The roots of multiasking go way back. In the early days, when computers cost tons of money, the thought of an idle system was anathema. Teletype IO was slow compared to the processor, and leaving the processor waiting idle for a card reader to slurp in the next card was outrageous. The gurus of the time worked to fill that idle time with productive work. That eventually led to systems that would run multiple programs at one time, and eventually to more finely grained multitasking within a program.
Modern multitasking depends on support from the underlying API of an operating system. Each OS uses its own techniques, making it difficult to write portable code. The C++ 2011 standard increased the portability of the language by adding concurrency routines to the Standard Template Library (STL). These routines use the API of the OS. For instance, the Linux version uses the POSIX threading library, pthread. The result is a minimal, but useful, capability for building upon in later standards. The C++ 2017 standard development activities include work on parallelism and concurrency.
In this article, I’ll work through some of the facilities for and pitfalls in writing threaded code in C++.
Creating Threads
To implement multitasking within a single program, the code is broken up into multiple tasks, or threads, that run at the same time.
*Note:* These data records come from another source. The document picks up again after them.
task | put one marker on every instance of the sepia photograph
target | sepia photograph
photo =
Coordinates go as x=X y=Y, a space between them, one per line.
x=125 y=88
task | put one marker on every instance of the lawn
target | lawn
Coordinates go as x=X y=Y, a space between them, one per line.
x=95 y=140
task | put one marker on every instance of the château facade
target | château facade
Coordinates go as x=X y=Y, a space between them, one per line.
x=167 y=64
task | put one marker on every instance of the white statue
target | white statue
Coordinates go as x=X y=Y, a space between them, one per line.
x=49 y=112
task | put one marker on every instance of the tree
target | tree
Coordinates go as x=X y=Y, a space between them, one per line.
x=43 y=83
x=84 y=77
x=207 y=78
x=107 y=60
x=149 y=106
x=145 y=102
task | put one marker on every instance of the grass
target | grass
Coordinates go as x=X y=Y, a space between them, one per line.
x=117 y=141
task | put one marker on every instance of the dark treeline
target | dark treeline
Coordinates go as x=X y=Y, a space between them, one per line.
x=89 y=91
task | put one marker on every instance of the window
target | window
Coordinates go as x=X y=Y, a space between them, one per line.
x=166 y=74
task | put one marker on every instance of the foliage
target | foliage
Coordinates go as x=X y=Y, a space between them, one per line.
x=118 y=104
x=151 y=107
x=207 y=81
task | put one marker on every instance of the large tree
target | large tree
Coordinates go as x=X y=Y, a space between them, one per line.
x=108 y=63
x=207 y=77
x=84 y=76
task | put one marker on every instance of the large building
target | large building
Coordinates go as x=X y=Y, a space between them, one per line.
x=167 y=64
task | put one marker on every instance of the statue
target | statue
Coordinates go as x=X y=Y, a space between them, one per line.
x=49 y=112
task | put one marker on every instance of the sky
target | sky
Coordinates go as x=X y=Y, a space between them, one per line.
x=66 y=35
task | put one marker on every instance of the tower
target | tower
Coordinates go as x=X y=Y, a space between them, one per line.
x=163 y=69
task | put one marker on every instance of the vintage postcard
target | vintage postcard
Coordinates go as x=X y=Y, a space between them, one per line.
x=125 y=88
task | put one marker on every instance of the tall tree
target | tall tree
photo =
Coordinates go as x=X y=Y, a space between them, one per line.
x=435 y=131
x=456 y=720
Declaring and running a thread is simple. The hard parts come later while managing them and handling interactions among threads.
A thread is created from anything that is callable. That means a function or a class with, typically, an operator() method. Here is an example with three different callable objects created as threads and some management techniques.
#include <thread>
using namespace std;
void fa() {
}
void fb(int a) {
}
class Fc {
public:
	Fc(int a) :
			mA { a } {
	}
	void operator()() {
	}
private:
	int mA;
};
int mainx() {
	int value;
	thread t_fa { fa };
	thread t_fb { fb, value };
	thread t_fc { Fc { value } };
	t_fc.detach();
	/* ... */
	// code waits for one second
	std::this_thread::sleep_for(std::chrono::seconds(1));
// code continues in the ‘main’ thread
	t_fa.join();
	t_fb.join();
	return 0;
}
There is nothing special about these functions or the class. They could be used in a program as functions or as class instances. They become independent threads when passed to the constructor of class thread along with any arguments that are required of the function or the operator() method. The thread class is a variadic template class with a variable length number of typenames. This capability allows the class constructor to forward the arguments to the function or class method.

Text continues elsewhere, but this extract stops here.